Just thought it would be nice for people to know the truth about Israel, for a change. You certainly aren't getting any of that from the AP, CNN or the BBC.

--Amir Stamper

*8* Editor's Note: This poem was sent in response to Hugh Hewitt's Journalism and Mosul.


Watching the flag twisting in the breeze

The bright sunshine playing among its shadows

With its field of stars and its bloodied stripes

It proudly waves and flutters, then wraps around the flagpole

Until a helpful breeze untangles it to let the sunshine play.

It flies carefree here, open and unguarded

Its privileged existence redeemed by our kin

The banner of a liberated people,

It signals humanity's freedom from tyranny.

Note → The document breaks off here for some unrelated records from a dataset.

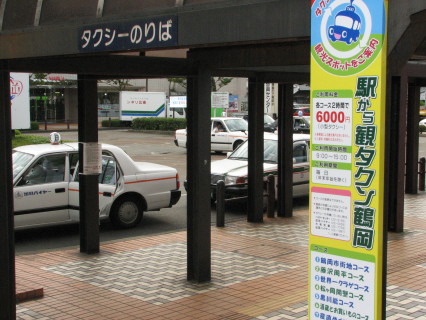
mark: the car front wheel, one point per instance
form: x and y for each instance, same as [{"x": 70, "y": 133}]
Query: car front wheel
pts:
[{"x": 126, "y": 212}]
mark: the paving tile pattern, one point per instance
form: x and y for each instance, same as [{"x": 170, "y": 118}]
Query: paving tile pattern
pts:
[
  {"x": 163, "y": 276},
  {"x": 292, "y": 234},
  {"x": 259, "y": 272}
]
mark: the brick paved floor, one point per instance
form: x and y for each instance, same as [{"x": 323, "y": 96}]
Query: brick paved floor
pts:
[{"x": 259, "y": 271}]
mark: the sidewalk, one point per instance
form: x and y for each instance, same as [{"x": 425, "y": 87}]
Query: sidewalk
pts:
[{"x": 259, "y": 271}]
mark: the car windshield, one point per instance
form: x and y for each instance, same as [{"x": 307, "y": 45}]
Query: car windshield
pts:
[
  {"x": 236, "y": 125},
  {"x": 20, "y": 161},
  {"x": 270, "y": 152}
]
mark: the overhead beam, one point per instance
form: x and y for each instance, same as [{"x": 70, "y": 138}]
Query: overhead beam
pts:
[
  {"x": 106, "y": 65},
  {"x": 278, "y": 54}
]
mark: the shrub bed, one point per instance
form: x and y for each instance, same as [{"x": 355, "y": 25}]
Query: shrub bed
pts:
[{"x": 163, "y": 124}]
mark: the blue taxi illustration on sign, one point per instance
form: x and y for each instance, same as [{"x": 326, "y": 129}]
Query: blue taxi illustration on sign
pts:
[{"x": 346, "y": 26}]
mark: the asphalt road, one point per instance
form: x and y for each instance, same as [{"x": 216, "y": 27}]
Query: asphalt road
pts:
[{"x": 157, "y": 148}]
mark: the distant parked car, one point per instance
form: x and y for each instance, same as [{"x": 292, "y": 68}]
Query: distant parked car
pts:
[
  {"x": 234, "y": 169},
  {"x": 226, "y": 134},
  {"x": 300, "y": 125},
  {"x": 46, "y": 186}
]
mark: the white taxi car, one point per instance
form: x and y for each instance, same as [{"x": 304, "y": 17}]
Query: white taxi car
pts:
[
  {"x": 234, "y": 169},
  {"x": 226, "y": 134},
  {"x": 46, "y": 187}
]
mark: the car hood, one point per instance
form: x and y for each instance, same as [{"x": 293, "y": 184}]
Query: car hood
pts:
[
  {"x": 236, "y": 168},
  {"x": 143, "y": 167}
]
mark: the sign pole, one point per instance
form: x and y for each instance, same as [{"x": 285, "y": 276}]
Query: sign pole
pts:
[{"x": 348, "y": 95}]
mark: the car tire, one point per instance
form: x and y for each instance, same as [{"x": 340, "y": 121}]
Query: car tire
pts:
[
  {"x": 126, "y": 212},
  {"x": 236, "y": 144}
]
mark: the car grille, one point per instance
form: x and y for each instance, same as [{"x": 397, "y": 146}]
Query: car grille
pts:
[{"x": 215, "y": 178}]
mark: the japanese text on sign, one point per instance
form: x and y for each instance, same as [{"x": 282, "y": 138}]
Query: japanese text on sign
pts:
[
  {"x": 159, "y": 32},
  {"x": 365, "y": 142},
  {"x": 343, "y": 288}
]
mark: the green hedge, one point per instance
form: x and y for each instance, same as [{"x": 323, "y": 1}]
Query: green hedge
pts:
[
  {"x": 116, "y": 123},
  {"x": 163, "y": 124}
]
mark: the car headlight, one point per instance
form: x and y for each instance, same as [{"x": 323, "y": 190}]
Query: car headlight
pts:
[{"x": 230, "y": 180}]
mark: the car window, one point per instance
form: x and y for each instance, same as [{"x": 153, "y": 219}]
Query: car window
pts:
[
  {"x": 109, "y": 171},
  {"x": 47, "y": 169},
  {"x": 236, "y": 125},
  {"x": 218, "y": 127},
  {"x": 270, "y": 152},
  {"x": 73, "y": 158},
  {"x": 20, "y": 161}
]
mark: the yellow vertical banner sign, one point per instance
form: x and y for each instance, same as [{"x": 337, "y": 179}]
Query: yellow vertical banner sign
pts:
[{"x": 348, "y": 93}]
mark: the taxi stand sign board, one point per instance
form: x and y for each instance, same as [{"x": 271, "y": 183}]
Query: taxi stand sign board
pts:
[{"x": 348, "y": 83}]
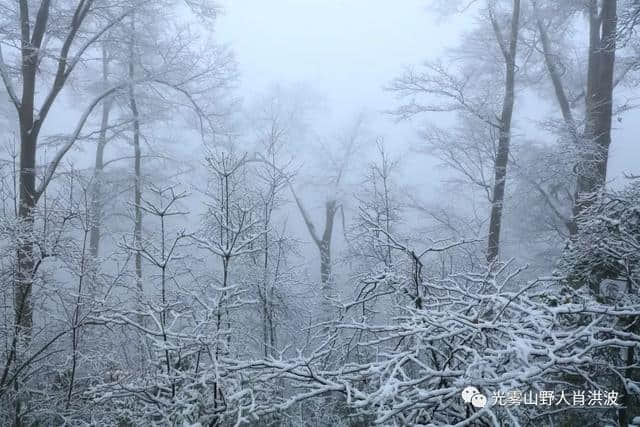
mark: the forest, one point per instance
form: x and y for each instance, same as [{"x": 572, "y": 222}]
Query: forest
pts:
[{"x": 319, "y": 213}]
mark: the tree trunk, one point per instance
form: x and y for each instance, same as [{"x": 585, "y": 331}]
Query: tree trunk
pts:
[
  {"x": 137, "y": 196},
  {"x": 502, "y": 157},
  {"x": 592, "y": 167},
  {"x": 96, "y": 193}
]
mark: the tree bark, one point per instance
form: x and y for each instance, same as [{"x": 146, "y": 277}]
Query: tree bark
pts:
[
  {"x": 98, "y": 171},
  {"x": 592, "y": 166},
  {"x": 502, "y": 157},
  {"x": 137, "y": 196}
]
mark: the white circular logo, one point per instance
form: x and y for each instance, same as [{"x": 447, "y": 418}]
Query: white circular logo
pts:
[{"x": 472, "y": 395}]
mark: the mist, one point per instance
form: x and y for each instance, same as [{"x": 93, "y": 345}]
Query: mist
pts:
[{"x": 319, "y": 213}]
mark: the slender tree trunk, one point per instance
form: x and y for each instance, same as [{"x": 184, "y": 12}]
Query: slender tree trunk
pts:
[
  {"x": 592, "y": 167},
  {"x": 502, "y": 157},
  {"x": 137, "y": 196},
  {"x": 98, "y": 171}
]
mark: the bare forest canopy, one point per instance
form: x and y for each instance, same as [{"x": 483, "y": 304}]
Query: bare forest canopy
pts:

The very same banner carried into battle

By a people ready to aid the oppressed

A free people twisting in the winds of disharmony,

In league against the tyrant - sundered by anguish

Porting the sunshine of freedom - the shadows of suffering

Entangled on the flagpole of commitment

Ready at the next helpful breeze to let the sunshine play.

--Arthur V. Dieli


The only thing articles like Hewitt's demonstrate is how easy it is to panic the left. For this reason alone, although there are many others as well, we must all hope that the United States is never asked to face a difficult struggle when the left is in charge of the country. They surely lack the strength of character needed to lead us in times of bloodshed and struggle. They never seem to grasp that war is not an event, it is a process, a chaos to be led and managed to success. The left seems best suited to creating strife and fear at home as they unwittingly aid our foes abroad.

--Dan Graff


As Hugh Hewitt chronicles the collapse of Old Media he should be aware of a new transitive verbal phrase and noun that has made its way into the English language in 2004:

dan rather (d n r '-ther) v. -rathered, -rathering, -rathers. - tr.

1. a. To report news in a blatantly false and deceptive manner: The major media dan rathered many reports on the war in Iraq in 2004. b. To deliberately mislead the viewer or reader of news. [Am. E. Orig. name of American television newscaster.]

dan rather (d n r '-ther) n. 1. An obscenely dishonest reporter. 2. A journalistic quisling.